Is the market saturated?
The kitchen sink market certainly seems saturated.
You got your basic stainless Home Depot special for $30-50, your fancy cast iron single or double for $100-500, your even fancier apron front farmhouse style for $300 to $1000+, your ULTRA luxe hand-hammered copper or custom soapstone unit for… well… let’s just say “more.”
I bet you don’t know a single person who needs a sink and doesn’t have one.
And folks don’t change their sinks all that often, either. It’s not a fast-churn product like soap or seasonal clothing.
Does that mean all the companies that make and sell sinks are crazy and doomed to fail?
Maybe especially one that costs an average of $5,000?

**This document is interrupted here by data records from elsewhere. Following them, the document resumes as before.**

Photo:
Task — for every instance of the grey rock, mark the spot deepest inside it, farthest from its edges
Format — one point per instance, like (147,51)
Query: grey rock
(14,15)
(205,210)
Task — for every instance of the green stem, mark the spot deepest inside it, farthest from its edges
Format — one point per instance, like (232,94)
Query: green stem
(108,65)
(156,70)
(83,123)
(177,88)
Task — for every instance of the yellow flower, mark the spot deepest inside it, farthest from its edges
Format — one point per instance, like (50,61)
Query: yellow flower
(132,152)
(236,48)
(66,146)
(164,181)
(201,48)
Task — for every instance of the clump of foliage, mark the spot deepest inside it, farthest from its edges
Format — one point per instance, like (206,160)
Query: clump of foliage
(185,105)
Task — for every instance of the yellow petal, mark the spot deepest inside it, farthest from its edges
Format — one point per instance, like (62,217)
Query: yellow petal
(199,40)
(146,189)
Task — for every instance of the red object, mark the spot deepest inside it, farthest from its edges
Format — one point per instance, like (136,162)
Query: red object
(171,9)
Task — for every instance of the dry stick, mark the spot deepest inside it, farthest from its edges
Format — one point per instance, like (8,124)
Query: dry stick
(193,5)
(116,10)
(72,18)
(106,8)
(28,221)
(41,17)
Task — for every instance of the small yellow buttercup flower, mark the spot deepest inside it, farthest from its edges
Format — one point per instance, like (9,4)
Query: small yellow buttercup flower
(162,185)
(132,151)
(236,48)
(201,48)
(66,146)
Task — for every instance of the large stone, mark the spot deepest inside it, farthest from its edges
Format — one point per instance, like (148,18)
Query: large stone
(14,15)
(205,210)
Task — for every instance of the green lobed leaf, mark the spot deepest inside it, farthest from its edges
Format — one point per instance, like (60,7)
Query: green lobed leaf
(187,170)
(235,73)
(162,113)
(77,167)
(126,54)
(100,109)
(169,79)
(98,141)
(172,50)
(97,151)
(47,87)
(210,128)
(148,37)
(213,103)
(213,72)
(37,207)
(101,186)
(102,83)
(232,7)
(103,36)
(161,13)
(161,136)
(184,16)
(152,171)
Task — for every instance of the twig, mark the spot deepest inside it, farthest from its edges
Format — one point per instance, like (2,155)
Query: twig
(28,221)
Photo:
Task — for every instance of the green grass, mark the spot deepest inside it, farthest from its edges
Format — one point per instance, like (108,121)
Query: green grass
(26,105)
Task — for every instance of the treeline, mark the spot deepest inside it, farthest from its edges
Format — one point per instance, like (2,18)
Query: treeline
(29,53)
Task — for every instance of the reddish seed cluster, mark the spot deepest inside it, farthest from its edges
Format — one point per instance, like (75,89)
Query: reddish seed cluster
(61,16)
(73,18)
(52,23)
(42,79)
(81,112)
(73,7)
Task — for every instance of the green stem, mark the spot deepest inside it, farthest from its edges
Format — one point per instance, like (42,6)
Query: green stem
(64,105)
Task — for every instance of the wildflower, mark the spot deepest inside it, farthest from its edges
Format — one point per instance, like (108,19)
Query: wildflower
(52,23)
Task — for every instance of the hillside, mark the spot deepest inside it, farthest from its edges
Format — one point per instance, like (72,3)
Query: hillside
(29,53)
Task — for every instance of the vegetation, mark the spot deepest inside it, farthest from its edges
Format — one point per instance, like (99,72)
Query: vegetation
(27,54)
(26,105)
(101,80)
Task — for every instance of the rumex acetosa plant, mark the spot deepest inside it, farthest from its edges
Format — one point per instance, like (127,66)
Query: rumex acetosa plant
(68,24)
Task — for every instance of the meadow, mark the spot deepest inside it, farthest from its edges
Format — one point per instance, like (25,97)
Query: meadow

No, I didn’t make that up. (And no, it’s not made out of diamonds.)
Behold, The Galley Sink:
This sink is 5 feet long and has 2 faucets.
I believe I speak for everyone when I say 😯
And yet… they sell!
Q: How?!
A: Like this:
Watch their demo video. Yes, it is truly worth your time.
I’ll wait…
Back? OK AWESOME LET’S TALK SHOP.
How brilliant is that video?
Yes, the pacing is a bit off and the music is cliché and it could be, in many ways, so much better. But it doesn’t need to be.
It is a brilliant demo video.
Of course, they couldn’t make that brilliant demo video if they couldn’t perform a brilliant demo.
And they couldn’t perform a brilliant demo if they took the industry standard approach to selling sinks:
“It’s just like any other sink, but prettier and/or fancier material.”
There probably are enough Just Like Any Other Sinks in the world.
But if you can take a “saturated” product and figure out how to make the actual function and experience a hundred times better?
People will be willing to pay a hundred times more.
You change the conversation… the objections… the justifications:
Regular Sink: “Why pay $5,000 for a sink when you can get one at Home Depot for $50?”
Galley Sink: “Why pay $5,000 for a sink? Well it’s a lot cheaper than enlarging your kitchen. Because you need three times the counter space for the same functionality. And you’ll still be wiping those counters down between every step.”
A sink could be just a hole to stick your dishes in.
Or it could be a powerful ally in the messy and work-intensive process of producing food.
That’s the power of observing what people really do, what really hurts, and creating a product that really kills those pains.
And then the marketing practically produces itself.
And you can pull the plug on “saturation.”